Under Night In-Birth Exe: Late[st] Review: Proof of Existence (PS4)
Fighting game fans have plenty to play already, thanks to Street Fighter V: Arcade Edition, Dissidia Final Fantasy NT, and Dragon Ball Fighterz all releasing last month. However, what if you just wanted an old-fashioned, pixel based 2D fighter to play, without all the frills of these bigger releases? Arc System Works’ and French Bread’s Under Night In-Birth Exe: Late[st] is the game you’re looking for.
If you’re wondering why Under Night In-Birth Exe: Late[st] is such a cumbersome title, there’s a bit of a backstory behind this series. Exe: Late[st] is the second revision to Under Night In-Birth, with the original being released only in Japan. Exe: Late, the first revision, did make it stateside, and was released on the PlayStation 3 in 2015. Exe: Late bought a number of new characters to the game, as well as a few new modes.
As expected, Exe: Late[st] offers more content and further refinements to Under Night In-Birth. Two new characters have been added, so veterans of the series have new characters to master. Wagner uses a fire sword to strike down foes, while Enkidu uses martial arts for a close range beat down. They’re both very interesting to play as, and don’t feel unbalanced compared to the rest of the cast.
The biggest addition in Exe: Late[st] is Chronicles Mode. Chronicles Mode offers prologues of each of the characters in Under Night In-Birth, giving players a glimpse into their motivations and reasons for entering the Hallow Night, as well as providing context for the world of French Bread’s fighting game series. This is really helpful, as during Arcade Mode you’ll only get small snippets of information, and a lot of the game’s terminology is thrown around with little explanation.
Chronicles Mode is purely visual novel like text; there are no battles in the mode, so no need to worry about a difficult battle stopping your story progress. However, it may have been best to have something break up the reading, as it can get tedious to work through, and since there’s no English dub, it’s a bit hard to just set it to Auto and let it play out while you watch it like an anime (a tactic I used many times while playing BlazBlue titles).
The main problem is, most of the characters’ backstories aren’t all that interesting.

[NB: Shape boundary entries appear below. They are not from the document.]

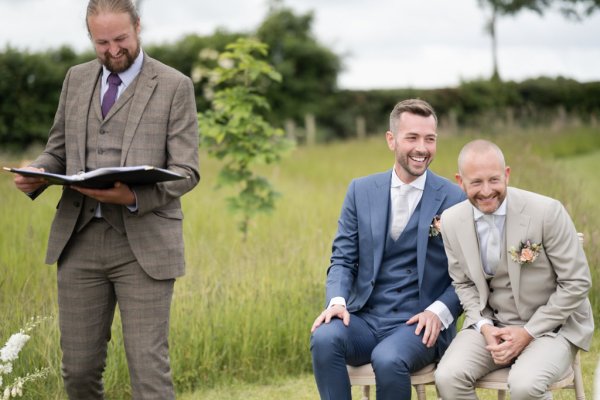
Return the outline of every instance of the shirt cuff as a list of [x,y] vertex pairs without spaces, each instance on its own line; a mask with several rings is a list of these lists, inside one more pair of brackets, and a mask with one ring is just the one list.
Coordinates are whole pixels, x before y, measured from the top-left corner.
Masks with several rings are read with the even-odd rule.
[[137,205],[137,194],[135,194],[135,190],[130,189],[131,193],[133,193],[133,197],[135,197],[135,203],[132,206],[126,206],[130,213],[135,213],[139,209]]
[[344,299],[343,297],[334,297],[331,300],[329,300],[329,304],[327,305],[327,308],[331,308],[333,306],[344,306],[346,307],[346,299]]
[[439,300],[434,301],[433,304],[431,304],[425,310],[431,311],[438,316],[440,321],[442,321],[442,325],[444,325],[442,330],[447,329],[454,321],[454,317],[452,316],[452,313],[448,307]]
[[479,321],[479,322],[477,322],[475,324],[475,329],[477,330],[477,332],[481,333],[481,327],[483,325],[492,325],[492,326],[494,326],[494,323],[492,322],[491,319],[487,319],[487,318],[482,319],[481,321]]

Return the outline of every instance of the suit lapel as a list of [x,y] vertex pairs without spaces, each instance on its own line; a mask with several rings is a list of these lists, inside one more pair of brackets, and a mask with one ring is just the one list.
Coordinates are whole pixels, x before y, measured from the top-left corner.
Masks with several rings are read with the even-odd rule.
[[473,206],[468,201],[461,205],[461,213],[459,216],[461,226],[461,238],[459,245],[464,255],[464,262],[467,264],[469,274],[475,283],[475,287],[479,292],[479,307],[483,310],[488,302],[490,290],[487,280],[483,273],[483,265],[481,263],[481,254],[479,250],[479,239],[473,219]]
[[[73,115],[83,115],[83,118],[77,118],[74,122],[74,131],[76,132],[75,137],[77,138],[77,150],[79,152],[80,166],[85,169],[85,150],[87,143],[87,121],[88,115],[90,114],[90,107],[94,104],[92,96],[95,93],[96,84],[100,78],[100,72],[102,67],[99,63],[90,64],[90,75],[94,76],[94,79],[84,79],[81,85],[75,90],[79,91],[77,99],[77,107],[79,108]],[[100,110],[95,110],[96,113]]]
[[[125,160],[127,159],[127,153],[129,151],[129,146],[131,146],[133,136],[136,133],[137,127],[140,123],[140,119],[142,118],[142,114],[144,113],[144,110],[146,109],[146,106],[150,101],[150,97],[152,96],[152,93],[154,93],[154,90],[156,88],[157,74],[154,72],[152,62],[152,59],[146,54],[144,54],[144,64],[142,66],[140,74],[136,79],[135,86],[132,87],[131,89],[133,90],[128,91],[128,93],[123,93],[123,95],[127,95],[127,97],[125,97],[123,99],[123,102],[120,103],[120,107],[122,107],[122,105],[125,104],[127,101],[131,100],[133,102],[131,104],[131,108],[129,109],[127,124],[125,125],[125,132],[123,134],[123,146],[121,148],[121,166],[125,165]],[[119,100],[121,99],[119,98]]]
[[[527,228],[529,227],[529,215],[524,214],[525,203],[521,199],[511,192],[508,188],[507,204],[506,204],[506,253],[510,247],[517,247],[523,238],[527,235]],[[521,285],[521,266],[513,261],[510,256],[506,257],[508,276],[510,278],[510,285],[517,305],[519,309],[519,291]]]
[[425,260],[427,258],[427,245],[429,243],[429,228],[440,209],[445,194],[440,191],[441,181],[437,175],[427,171],[425,188],[421,197],[421,210],[417,227],[417,270],[419,272],[419,286],[425,274]]
[[371,220],[371,238],[373,243],[374,276],[377,276],[379,272],[387,240],[391,179],[391,170],[378,175],[373,182],[372,190],[369,191],[369,218]]

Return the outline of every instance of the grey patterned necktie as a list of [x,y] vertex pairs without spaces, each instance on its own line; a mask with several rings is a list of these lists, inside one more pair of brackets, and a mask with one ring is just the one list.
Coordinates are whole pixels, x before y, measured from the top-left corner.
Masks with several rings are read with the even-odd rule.
[[488,224],[486,261],[487,273],[494,275],[500,262],[500,230],[494,223],[493,214],[484,214],[483,220]]
[[410,185],[402,185],[396,190],[399,193],[392,209],[394,214],[392,216],[392,227],[390,228],[390,235],[394,240],[398,240],[408,223],[408,192],[410,191]]
[[106,117],[110,108],[115,104],[121,82],[119,75],[114,72],[111,72],[110,75],[108,75],[108,90],[104,93],[104,97],[102,98],[102,118]]

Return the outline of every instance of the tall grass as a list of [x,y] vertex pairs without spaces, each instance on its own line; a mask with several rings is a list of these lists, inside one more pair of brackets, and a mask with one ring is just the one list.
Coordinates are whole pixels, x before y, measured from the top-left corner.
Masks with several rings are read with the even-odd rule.
[[[590,141],[598,135],[585,132],[563,135],[577,134],[579,140]],[[458,150],[472,136],[442,136],[432,169],[452,179]],[[563,140],[562,135],[557,137]],[[494,140],[505,149],[513,168],[511,184],[559,198],[569,209],[577,228],[586,234],[593,279],[600,282],[594,268],[600,265],[600,206],[595,202],[600,187],[586,184],[586,177],[594,176],[589,171],[600,167],[600,153],[573,166],[568,158],[556,162],[549,152],[536,154],[540,143],[551,144],[545,132],[521,131]],[[264,170],[282,197],[272,215],[254,222],[244,242],[235,216],[225,209],[229,193],[214,189],[219,165],[203,158],[202,181],[183,198],[187,274],[175,285],[170,336],[178,393],[243,382],[268,384],[310,373],[309,327],[323,307],[325,271],[346,187],[353,177],[392,164],[383,136],[297,149],[279,166]],[[51,188],[31,202],[14,189],[10,174],[2,173],[0,190],[2,342],[30,316],[57,314],[56,269],[44,266],[43,258],[60,189]],[[597,288],[591,298],[597,314]],[[16,363],[18,374],[51,368],[45,381],[27,389],[25,399],[65,398],[58,339],[56,321],[44,323]],[[597,348],[584,355],[588,377]],[[127,398],[128,379],[117,315],[105,373],[107,398]],[[586,385],[590,395],[591,383]]]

Most of the characters are pretty cliché, and while I’m thankful to understand a lot of the terms that are being thrown around in the game, the characters and their motivations are just not that interesting. The chapters often feel too long and drawn out, with lengthy monologues and situations that offered nothing to really flesh out the characters involved. On top of that, the text is full of typos, to the point that it got downright distracting. Chronicles Mode seems largely like an after-thought, which is a shame as it is one of the bigger draws to Exe: Late[st].
Of course, not everyone plays fighting games for the story, and gameplay is where the Under Night In-Birth series really shines. This is a pretty technical fighter—button mashing won’t get you far. Exe: Late[st]’s fighting mechanics focus on hitting different buttons to continue a combo. For example, hitting the Light button over and over will just make the character use the same attack, and not start a combo. However, Light + Middle + Down Light + Heavy is a valid combo. Under Night In-Birth in general gets pretty complex with its mechanics, but there is a very helpful Tutorial Mode to play through to get the hang of combos and mechanics as well as a Mission Mode to really get in-depth with combos.
Of course, like any good fighting game, there is online play, so you can put the skills you learned in other modes to the test. There’s the standard Ranked Mode and the ability to create Player Rooms for more casual play. I tried a few Ranked matches and found the battles smooth and without hitches.
However, I’m a bit less worried about the netcode and more worried about Exe: Late[st] being able to sustain a community. Not only is Under Night In-Birth a more niche fighting game, but it’s releasing at a time where many fighting game fans are still playing the bigger releases. While there’s a chance that Exe: Late[st] can build a small but strong community, chances don’t look high with all the competition there is.
Under Night In-Birth Exe: Late[st] is an excellent fighting game, but if you’ve already played through Exe: Late on the PS3, there’s not much here to entice you to upgrade. The new Chronicles Mode is ultimately a disappointing slog. While there are two new characters to learn and master, with the current fighting game climate, there’s likely not many people you’ll be able to try them out against. It’s a shame, because Exe: Late[st] is a fine fighting game in its own right, but will inevitably be lost in the shuffle.